El alcoholismo no es un vicio, es una enfermedad que ataca a cualquier persona sin considerar sexo, edad o clase social. Deteriorando a las personas en lo psicológico y social.

No hay síntomas precisos, pero existen cambios notorios en el comportamiento de la persona. Quien lo padece tiene la necesidad de beber alcohol en cualquier momento y sin control, por lo que puede realizar cualquier actividad a cambio de conseguir alcohol, además de mostrar desinterés por su salud y aspecto físico.

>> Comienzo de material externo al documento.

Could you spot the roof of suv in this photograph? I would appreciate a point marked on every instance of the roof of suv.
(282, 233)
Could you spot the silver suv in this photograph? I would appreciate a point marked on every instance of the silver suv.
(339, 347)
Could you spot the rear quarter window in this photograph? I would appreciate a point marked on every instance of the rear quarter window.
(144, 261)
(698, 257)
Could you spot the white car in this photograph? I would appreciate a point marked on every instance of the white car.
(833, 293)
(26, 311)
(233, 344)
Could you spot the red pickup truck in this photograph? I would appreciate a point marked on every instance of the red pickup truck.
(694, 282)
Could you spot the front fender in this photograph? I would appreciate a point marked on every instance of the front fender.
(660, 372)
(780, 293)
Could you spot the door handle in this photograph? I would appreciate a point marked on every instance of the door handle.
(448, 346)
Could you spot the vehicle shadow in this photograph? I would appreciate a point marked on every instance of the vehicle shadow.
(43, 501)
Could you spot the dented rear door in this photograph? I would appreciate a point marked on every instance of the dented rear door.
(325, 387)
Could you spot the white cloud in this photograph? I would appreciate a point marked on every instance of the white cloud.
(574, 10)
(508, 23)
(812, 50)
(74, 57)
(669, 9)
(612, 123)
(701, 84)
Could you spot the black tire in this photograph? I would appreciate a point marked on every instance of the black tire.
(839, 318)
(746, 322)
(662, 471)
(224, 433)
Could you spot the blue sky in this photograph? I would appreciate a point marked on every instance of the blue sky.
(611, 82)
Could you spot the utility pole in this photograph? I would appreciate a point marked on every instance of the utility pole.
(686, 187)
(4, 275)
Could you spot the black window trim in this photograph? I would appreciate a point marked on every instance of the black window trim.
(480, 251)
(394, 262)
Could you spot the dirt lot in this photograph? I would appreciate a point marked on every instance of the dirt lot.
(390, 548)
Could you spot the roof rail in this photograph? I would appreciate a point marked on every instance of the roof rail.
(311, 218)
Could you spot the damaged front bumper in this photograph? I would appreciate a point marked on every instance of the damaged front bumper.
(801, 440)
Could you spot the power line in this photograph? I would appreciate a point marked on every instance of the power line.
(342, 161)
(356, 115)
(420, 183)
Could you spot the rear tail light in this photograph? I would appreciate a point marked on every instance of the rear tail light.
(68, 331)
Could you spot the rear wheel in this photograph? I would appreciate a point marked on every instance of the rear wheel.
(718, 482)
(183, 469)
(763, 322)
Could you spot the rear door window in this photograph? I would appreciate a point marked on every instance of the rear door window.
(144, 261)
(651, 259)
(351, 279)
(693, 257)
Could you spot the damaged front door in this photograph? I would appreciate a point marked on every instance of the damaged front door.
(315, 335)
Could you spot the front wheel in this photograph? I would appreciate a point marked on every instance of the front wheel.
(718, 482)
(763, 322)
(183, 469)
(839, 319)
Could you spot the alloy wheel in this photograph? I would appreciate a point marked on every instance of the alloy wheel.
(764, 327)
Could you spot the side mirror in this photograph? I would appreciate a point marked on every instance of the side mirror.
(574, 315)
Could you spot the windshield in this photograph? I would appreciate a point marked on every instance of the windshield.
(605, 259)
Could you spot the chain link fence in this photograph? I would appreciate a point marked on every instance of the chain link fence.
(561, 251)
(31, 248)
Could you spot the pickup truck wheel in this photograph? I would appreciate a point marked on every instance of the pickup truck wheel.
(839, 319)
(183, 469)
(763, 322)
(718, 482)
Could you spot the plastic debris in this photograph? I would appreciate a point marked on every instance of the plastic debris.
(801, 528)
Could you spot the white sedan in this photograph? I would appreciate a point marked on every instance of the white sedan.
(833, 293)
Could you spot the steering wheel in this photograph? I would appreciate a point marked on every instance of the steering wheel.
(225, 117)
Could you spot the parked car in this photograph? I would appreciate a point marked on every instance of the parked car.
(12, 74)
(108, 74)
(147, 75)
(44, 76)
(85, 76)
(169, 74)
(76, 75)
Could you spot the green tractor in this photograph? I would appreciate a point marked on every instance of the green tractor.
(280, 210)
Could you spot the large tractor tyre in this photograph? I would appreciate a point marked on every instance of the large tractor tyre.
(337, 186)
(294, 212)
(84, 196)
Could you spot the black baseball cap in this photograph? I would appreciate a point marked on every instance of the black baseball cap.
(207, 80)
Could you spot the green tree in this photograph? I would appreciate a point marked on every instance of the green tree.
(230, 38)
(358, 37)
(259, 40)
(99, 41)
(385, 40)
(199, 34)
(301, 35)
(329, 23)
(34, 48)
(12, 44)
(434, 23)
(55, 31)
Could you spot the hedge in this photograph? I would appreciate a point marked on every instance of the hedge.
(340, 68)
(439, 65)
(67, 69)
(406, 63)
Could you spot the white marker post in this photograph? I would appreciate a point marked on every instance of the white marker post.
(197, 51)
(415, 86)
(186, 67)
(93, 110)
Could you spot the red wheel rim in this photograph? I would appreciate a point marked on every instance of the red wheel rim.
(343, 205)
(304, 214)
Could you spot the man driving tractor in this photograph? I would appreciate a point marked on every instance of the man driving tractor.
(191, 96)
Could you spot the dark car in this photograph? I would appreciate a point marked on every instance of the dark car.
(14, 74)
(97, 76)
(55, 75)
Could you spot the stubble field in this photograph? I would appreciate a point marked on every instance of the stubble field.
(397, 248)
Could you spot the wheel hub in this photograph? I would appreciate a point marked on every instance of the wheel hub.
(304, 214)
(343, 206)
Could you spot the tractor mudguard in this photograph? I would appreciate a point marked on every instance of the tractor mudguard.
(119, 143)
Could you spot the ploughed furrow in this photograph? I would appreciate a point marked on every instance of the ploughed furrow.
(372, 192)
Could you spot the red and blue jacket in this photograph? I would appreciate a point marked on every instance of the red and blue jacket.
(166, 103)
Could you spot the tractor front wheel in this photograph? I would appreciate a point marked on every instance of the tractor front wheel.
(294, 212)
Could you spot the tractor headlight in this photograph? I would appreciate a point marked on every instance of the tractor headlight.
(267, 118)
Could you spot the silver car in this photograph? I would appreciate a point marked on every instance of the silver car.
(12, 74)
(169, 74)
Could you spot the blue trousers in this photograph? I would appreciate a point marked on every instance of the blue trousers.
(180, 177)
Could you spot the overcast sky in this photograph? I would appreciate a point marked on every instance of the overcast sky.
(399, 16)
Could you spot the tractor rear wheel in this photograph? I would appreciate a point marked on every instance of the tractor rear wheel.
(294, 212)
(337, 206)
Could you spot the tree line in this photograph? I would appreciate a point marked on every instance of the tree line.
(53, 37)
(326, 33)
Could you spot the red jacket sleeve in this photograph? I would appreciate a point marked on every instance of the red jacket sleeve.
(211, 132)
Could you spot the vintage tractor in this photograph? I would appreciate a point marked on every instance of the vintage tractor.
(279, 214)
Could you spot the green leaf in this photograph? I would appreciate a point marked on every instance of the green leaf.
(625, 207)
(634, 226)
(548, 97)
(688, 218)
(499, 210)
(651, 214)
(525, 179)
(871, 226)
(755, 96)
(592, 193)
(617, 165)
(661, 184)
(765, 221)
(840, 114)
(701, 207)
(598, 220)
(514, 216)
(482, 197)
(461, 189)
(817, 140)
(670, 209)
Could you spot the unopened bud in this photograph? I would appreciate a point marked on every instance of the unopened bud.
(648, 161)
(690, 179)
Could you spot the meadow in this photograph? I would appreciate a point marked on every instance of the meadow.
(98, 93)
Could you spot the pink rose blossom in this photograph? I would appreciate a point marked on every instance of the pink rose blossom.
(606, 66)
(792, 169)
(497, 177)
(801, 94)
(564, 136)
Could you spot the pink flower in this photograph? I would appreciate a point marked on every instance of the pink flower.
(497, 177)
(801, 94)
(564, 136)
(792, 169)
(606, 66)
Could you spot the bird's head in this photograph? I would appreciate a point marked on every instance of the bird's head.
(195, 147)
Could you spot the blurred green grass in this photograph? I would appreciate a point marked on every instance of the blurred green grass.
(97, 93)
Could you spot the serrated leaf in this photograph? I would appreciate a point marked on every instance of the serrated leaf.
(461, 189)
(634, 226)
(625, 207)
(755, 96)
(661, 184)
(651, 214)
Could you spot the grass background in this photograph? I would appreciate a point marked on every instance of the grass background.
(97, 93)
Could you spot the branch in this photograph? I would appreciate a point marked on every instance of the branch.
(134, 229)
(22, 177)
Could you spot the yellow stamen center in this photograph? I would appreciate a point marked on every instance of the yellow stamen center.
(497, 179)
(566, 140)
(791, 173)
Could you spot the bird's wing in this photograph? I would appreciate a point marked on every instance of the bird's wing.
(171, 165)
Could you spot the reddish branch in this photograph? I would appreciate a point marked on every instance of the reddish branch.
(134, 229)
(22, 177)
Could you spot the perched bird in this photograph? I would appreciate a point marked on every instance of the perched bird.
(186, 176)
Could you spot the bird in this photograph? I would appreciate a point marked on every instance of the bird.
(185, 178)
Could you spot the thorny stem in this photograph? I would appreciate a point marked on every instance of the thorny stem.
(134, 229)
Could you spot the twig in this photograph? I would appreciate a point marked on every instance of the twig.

La prevención debe iniciarse en edades tempranas, con una educación basada en la moderación, reforzada con el ejemplo en la familia, así como acciones que fomenten la autoestima y habilidades sociales, para que en el futuro elijan formas sanas de diversión.

Entre los riesgos que pueden presentarse están:

  • Deterioro en la salud. Debido a la aparición de enfermedades del hígado como la cirrosis hepática
  • Deterioro en el estado mental. Que se ve reflejado en pérdida de trabajo, bajo rendimiento escolar y mala relación con la familia

Como toda enfermedad, el alcoholismo debe ser atendido por un médico, ya que afecta al paciente tanto física, psicológica y socialmente.

También se sugiere acudir a grupos de autoayuda, como alcohólicos anónimos e instituciones especializadas.